Index of Diseases and Injuries Definitions

  • And - The word "and" should be interpreted to mean either "and" or "or" when it appears in a title.
  • Code also note - A "code also" note instructs that two codes may be required to fully describe a condition, but this note does not provide sequencing direction.
  • Code first - Certain conditions have both an underlying etiology and multiple body system manifestations due to the underlying etiology. For such conditions, the ICD-10-CM has a coding convention that requires the underlying condition be sequenced first followed by the manifestation. Wherever such a combination exists, there is a "use additional code" note at the etiology code, and a "code first" note at the manifestation code. These instructional notes indicate the proper sequencing order of the codes, etiology followed by manifestation.
  • Type 1 Excludes Notes - A type 1 Excludes note is a pure excludes note. It means "NOT CODED HERE!" An Excludes1 note indicates that the code excluded should never be used at the same time as the code above the Excludes1 note. An Excludes1 is used when two conditions cannot occur together, such as a congenital form versus an acquired form of the same condition.
  • Type 2 Excludes Notes - A type 2 Excludes note represents "Not included here". An excludes2 note indicates that the condition excluded is not part of the condition represented by the code, but a patient may have both conditions at the same time. When an Excludes2 note appears under a code, it is acceptable to use both the code and the excluded code together, when appropriate.
  • Includes Notes - This note appears immediately under a three character code title to further define, or give examples of, the content of the category.

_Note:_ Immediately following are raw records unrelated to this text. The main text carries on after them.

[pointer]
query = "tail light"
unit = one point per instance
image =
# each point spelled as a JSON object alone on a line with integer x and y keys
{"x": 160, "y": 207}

  • Inclusion terms - List of terms is included under some codes. These terms are the conditions for which that code is to be used. The terms may be synonyms of the code title, or, in the case of "other specified" codes, the terms are a list of the various conditions assigned to that code. The inclusion terms are not necessarily exhaustive. Additional terms found only in the Alphabetic Index may also be assigned to a code.
  • NEC "Not elsewhere classifiable" - This abbreviation in the Alphabetic Index represents "other specified". When a specific code is not available for a condition, the Alphabetic Index directs the coder to the "other specified” code in the Tabular List.
  • NOS "Not otherwise specified" - This abbreviation is the equivalent of unspecified.
  • See - The "see" instruction following a main term in the Alphabetic Index indicates that another term should be referenced. It is necessary to go to the main term referenced with the "see" note to locate the correct code.
  • See Also - A "see also" instruction following a main term in the Alphabetic Index instructs that there is another main term that may also be referenced that may provide additional Alphabetic Index entries that may be useful. It is not necessary to follow the "see also" note when the original main term provides the necessary code.
  • 7th Characters - Certain ICD-10-CM categories have applicable 7th characters. The applicable 7th character is required for all codes within the category, or as the notes in the Tabular List instruct. The 7th character must always be the 7th character in the data field. If a code that requires a 7th character is not 6 characters, a placeholder X must be used to fill in the empty characters.
  • With - The word "with" should be interpreted to mean "associated with" or "due to" when it appears in a code title, the Alphabetic Index, or an instructional note in the Tabular List. The word "with" in the Alphabetic Index is sequenced immediately following the main term, not in alphabetical order.